Purpose: The present study investigated muscle metabolism and fatigue during simulated elite male ice hockey match-play.

Methods: Thirty U20 male national team players completed an experimental game comprising three periods of 8x1-min shifts separated by 2-min recovery intervals. Two vastus lateralis biopsies were obtained either during the game (n = 7) or pre- and post-game (n = 6). Venous blood samples were drawn pre-game and at the end of the first and last period (n = 14). Activity pattern and physiological responses were continuously monitored using local positioning system and heart rate recordings.
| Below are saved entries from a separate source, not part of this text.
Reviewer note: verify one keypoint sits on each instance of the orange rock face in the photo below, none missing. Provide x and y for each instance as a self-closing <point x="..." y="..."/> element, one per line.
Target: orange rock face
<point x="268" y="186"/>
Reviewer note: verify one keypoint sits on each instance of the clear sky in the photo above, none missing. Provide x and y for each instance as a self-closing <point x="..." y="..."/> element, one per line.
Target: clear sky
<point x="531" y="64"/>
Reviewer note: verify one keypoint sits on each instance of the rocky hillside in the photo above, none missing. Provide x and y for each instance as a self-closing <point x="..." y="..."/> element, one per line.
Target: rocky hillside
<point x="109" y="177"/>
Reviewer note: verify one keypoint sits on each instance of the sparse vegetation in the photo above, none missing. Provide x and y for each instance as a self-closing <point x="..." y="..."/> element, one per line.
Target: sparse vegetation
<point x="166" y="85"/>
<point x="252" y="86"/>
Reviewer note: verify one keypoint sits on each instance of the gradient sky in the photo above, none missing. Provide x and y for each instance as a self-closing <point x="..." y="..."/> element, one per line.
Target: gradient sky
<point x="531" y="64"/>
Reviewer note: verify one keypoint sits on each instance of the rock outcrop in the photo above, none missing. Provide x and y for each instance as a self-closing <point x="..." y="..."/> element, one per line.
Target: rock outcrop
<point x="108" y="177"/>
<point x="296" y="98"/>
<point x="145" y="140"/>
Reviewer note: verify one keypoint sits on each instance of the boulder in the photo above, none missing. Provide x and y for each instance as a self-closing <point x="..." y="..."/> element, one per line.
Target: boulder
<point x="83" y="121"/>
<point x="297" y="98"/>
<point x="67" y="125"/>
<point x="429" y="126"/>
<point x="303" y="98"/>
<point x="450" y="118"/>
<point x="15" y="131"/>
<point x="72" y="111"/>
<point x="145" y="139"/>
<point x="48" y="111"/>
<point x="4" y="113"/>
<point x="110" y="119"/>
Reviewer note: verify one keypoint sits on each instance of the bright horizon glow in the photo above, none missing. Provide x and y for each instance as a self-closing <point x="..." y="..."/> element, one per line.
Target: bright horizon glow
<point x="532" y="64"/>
Further, repeated-sprint ability was tested pre-game and after each period.

Results: Total distance covered was 5980±199 m with almost half the distance covered at high skating speeds (>17 km·h^-1). Average and peak on-ice heart rate was 84±2 and 97±2% of maximum heart rate, respectively. Muscle lactate increased (P≤0.05) more than 5- and 3-fold, while muscle pH decreased (P≤0.05) from 7.31±0.04 pre-game to 6.99±0.07 and 7.13±0.11 during the first and last period, respectively. Muscle glycogen decreased by 53% post-game (P≤0.05) with ~65% of fast- and slow-twitch fibers depleted of glycogen. Blood lactate increased 6-fold (P≤0.05), while plasma free fatty acid levels increased 1.5- and 3-fold (P≤0.05) after the first and last period. Repeated-sprint ability was impaired (~3%; P≤0.05) post-game concomitant with a ~10% decrease in the number of accelerations and decelerations during the second and last period (P≤0.05).

Conclusion: Our findings demonstrate that a simulated ice hockey match-play scenario encompasses a high on-ice heart rate response and glycolytic loading resulting in a marked degradation of muscle glycogen, particularly in specific sub-groups of fibers. This may be of importance both for fatigue in the final stages of a game and for subsequent recovery.